El dirigente universitario Max Mendoza, apuntado por estar detrás de las disputas estudiantiles en la Tomás Frías enlutada por la muerte de cuatro universitarias, fue ligado al Movimiento Al Socialismo (MAS) y al expresidente Evo Morales, con quien sostiene reuniones constantemente.

Desde el partido oficialista, su vicepresidente Gerardo García intentó tomar distanciamiento y afirmó que es “una vergüenza” que Mendoza siga representando a los universitarios siendo “abuelo”.

“Es una vergüenza que uno ya siendo abuelo siga representando a los universitarios. Todos tenemos derecho a estudiar y también los mayores de edad. Pero este (Mendoza) sigue por años y años.
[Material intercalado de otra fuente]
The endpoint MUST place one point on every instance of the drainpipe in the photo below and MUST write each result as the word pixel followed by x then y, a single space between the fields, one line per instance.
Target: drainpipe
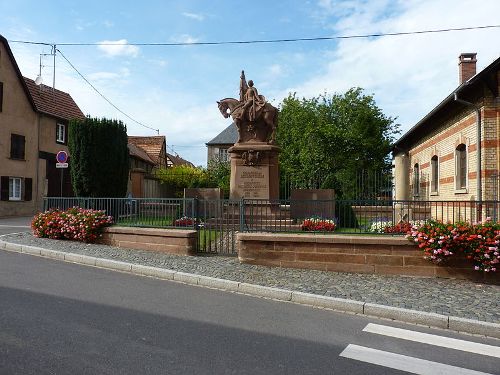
pixel 478 165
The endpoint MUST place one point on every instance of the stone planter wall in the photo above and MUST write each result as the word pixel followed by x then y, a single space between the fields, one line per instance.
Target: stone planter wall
pixel 172 241
pixel 341 253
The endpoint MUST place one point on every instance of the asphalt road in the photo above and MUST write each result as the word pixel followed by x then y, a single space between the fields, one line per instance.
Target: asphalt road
pixel 63 318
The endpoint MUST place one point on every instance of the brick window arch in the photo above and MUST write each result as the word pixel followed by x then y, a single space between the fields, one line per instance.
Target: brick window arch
pixel 434 174
pixel 416 179
pixel 461 166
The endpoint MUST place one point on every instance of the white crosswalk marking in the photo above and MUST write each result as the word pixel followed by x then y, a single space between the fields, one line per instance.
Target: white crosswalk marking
pixel 446 342
pixel 403 362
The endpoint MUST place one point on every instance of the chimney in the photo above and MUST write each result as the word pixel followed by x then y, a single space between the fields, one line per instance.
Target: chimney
pixel 466 66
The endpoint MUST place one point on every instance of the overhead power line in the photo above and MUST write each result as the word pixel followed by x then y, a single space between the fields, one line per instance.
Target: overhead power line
pixel 256 41
pixel 104 97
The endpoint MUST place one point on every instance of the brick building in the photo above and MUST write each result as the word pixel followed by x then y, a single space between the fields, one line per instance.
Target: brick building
pixel 453 153
pixel 33 128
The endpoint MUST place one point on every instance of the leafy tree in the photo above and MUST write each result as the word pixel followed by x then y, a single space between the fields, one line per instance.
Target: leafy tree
pixel 179 177
pixel 330 139
pixel 99 157
pixel 219 173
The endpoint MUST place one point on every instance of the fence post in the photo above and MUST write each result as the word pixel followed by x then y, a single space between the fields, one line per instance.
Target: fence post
pixel 196 212
pixel 242 214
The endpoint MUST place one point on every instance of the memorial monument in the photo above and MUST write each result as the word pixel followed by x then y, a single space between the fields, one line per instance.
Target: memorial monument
pixel 254 157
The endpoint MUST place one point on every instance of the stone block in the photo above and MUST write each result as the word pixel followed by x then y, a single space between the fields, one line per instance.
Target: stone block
pixel 160 273
pixel 337 304
pixel 29 249
pixel 388 260
pixel 80 259
pixel 350 267
pixel 264 291
pixel 52 254
pixel 406 315
pixel 216 283
pixel 113 264
pixel 330 258
pixel 475 327
pixel 409 271
pixel 187 278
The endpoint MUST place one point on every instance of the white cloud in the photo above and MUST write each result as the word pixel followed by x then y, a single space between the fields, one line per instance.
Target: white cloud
pixel 114 48
pixel 184 38
pixel 194 16
pixel 409 75
pixel 99 76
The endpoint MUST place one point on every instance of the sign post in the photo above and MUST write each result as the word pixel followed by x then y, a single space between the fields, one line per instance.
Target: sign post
pixel 62 163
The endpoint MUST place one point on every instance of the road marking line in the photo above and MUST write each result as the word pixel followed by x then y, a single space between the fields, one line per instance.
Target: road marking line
pixel 403 362
pixel 446 342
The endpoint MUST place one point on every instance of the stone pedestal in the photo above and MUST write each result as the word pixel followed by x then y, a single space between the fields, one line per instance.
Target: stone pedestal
pixel 254 171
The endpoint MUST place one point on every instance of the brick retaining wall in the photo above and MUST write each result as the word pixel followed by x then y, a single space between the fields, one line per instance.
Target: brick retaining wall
pixel 367 254
pixel 172 241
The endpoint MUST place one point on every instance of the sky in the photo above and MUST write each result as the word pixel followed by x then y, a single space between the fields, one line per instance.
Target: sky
pixel 175 88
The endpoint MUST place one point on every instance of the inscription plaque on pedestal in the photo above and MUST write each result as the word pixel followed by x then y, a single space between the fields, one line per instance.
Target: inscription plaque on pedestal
pixel 253 182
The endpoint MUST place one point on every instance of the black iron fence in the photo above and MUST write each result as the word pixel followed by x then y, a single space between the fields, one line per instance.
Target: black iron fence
pixel 217 221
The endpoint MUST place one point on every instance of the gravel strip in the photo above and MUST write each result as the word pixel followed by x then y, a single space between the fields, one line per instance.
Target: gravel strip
pixel 459 298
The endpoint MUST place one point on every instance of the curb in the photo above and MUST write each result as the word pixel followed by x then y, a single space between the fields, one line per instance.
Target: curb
pixel 337 304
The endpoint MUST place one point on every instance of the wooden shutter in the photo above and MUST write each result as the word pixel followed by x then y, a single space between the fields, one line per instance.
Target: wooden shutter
pixel 4 188
pixel 28 189
pixel 1 96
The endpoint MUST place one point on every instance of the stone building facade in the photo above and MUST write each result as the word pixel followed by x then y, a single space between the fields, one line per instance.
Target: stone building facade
pixel 453 153
pixel 33 128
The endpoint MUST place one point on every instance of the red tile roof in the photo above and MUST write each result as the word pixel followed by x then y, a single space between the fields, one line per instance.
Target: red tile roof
pixel 139 153
pixel 152 145
pixel 177 160
pixel 54 103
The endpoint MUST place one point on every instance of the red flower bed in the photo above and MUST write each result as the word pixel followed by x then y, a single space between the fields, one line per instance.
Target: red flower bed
pixel 478 243
pixel 74 224
pixel 316 224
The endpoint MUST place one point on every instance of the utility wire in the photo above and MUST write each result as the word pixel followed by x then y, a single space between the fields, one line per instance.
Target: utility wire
pixel 113 105
pixel 376 35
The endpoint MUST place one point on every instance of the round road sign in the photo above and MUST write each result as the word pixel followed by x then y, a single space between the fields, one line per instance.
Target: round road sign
pixel 62 157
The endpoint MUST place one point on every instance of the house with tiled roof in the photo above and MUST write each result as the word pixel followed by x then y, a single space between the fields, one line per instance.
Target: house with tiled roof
pixel 33 128
pixel 453 152
pixel 148 154
pixel 218 146
pixel 176 160
pixel 154 146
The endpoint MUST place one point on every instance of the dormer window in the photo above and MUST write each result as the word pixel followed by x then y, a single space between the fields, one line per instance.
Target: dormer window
pixel 61 133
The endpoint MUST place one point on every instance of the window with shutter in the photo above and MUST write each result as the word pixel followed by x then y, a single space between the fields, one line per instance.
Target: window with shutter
pixel 17 146
pixel 461 166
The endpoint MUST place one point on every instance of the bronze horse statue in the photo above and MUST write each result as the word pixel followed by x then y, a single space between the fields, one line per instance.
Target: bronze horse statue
pixel 268 116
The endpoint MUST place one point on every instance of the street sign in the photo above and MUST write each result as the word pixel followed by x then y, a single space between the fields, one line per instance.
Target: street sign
pixel 62 158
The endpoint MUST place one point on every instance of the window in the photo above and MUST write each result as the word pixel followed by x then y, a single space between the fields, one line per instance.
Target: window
pixel 17 143
pixel 1 96
pixel 223 154
pixel 61 133
pixel 416 179
pixel 461 166
pixel 14 189
pixel 434 174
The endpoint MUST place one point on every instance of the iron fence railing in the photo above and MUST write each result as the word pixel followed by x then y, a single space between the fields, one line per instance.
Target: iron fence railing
pixel 218 220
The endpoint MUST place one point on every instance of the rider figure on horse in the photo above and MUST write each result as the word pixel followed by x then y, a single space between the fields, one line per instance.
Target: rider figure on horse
pixel 252 102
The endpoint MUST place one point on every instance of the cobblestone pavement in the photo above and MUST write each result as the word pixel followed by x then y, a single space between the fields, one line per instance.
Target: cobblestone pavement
pixel 458 298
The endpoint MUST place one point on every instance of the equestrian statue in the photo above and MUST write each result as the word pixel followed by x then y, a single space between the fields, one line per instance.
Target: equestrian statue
pixel 255 118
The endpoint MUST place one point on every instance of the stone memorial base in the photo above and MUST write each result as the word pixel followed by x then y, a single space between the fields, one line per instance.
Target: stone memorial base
pixel 254 171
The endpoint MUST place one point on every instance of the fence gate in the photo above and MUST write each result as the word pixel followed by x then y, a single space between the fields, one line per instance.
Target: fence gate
pixel 217 224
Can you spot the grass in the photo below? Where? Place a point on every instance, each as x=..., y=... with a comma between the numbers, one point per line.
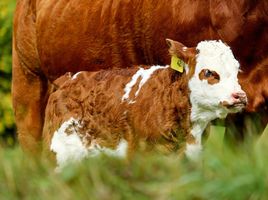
x=221, y=174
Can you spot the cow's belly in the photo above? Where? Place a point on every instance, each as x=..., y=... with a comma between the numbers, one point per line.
x=100, y=34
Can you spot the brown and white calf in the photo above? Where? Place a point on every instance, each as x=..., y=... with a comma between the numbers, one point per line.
x=114, y=111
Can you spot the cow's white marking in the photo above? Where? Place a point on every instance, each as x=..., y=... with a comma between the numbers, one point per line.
x=205, y=98
x=75, y=75
x=70, y=148
x=145, y=74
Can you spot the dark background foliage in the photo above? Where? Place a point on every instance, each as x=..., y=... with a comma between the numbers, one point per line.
x=7, y=126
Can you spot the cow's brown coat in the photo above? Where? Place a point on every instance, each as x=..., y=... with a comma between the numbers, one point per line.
x=52, y=37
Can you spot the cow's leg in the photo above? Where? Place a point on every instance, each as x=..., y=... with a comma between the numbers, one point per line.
x=29, y=97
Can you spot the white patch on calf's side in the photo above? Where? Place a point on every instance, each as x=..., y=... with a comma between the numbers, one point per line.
x=70, y=148
x=145, y=75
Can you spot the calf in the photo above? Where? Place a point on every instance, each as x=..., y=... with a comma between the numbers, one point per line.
x=116, y=110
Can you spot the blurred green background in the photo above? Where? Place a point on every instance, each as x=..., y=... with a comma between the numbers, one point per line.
x=7, y=126
x=222, y=173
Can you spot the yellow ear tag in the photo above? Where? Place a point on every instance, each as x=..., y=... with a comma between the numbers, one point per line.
x=177, y=64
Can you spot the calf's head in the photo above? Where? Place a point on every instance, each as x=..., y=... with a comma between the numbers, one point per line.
x=213, y=82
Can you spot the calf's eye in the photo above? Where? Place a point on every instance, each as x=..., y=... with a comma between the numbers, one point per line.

Yo le hice una crítica dura en dos oportunidades donde estaba presente el hermano Evo Morales”, indicó García en un contacto con el diario El Deber.

Con 52 años de edad, el máximo dirigente universitario del país es acusado de recibir casi Bs 22.000 mensuales del Comité Ejecutivo de la Universidad Boliviana (CEUB), según una papeleta de pago que circula en redes sociales.

La relación de Mendoza con Morales se hizo pública en estos días por una foto en la que aparece junto a él y a otros dirigentes, todos de organizaciones que apoyan al Movimiento Al Socialismo (MAS), aunque se remonta al escándalo del exmandatario con la joven Noemí, un tiempo en el que ella era menor de edad.

Consultado sobre la relación de Mendoza y Morales, el segundo dirigente del partido oficialista informó que aún no se reunieron y será el presidente del MAS quién emitirá algún criterio sobre estos vínculos.

Sobre la militancia del dirigente universitario, García dijo desconocer si era miembro, pero detalló que sí participó de las reuniones.

“En caso de que esté inscrito en el TSE, será apartado del MAS. Si cometemos errores y como corresponde lo vamos a sancionar, lo alejamos de las filas del MAS”, concluyó.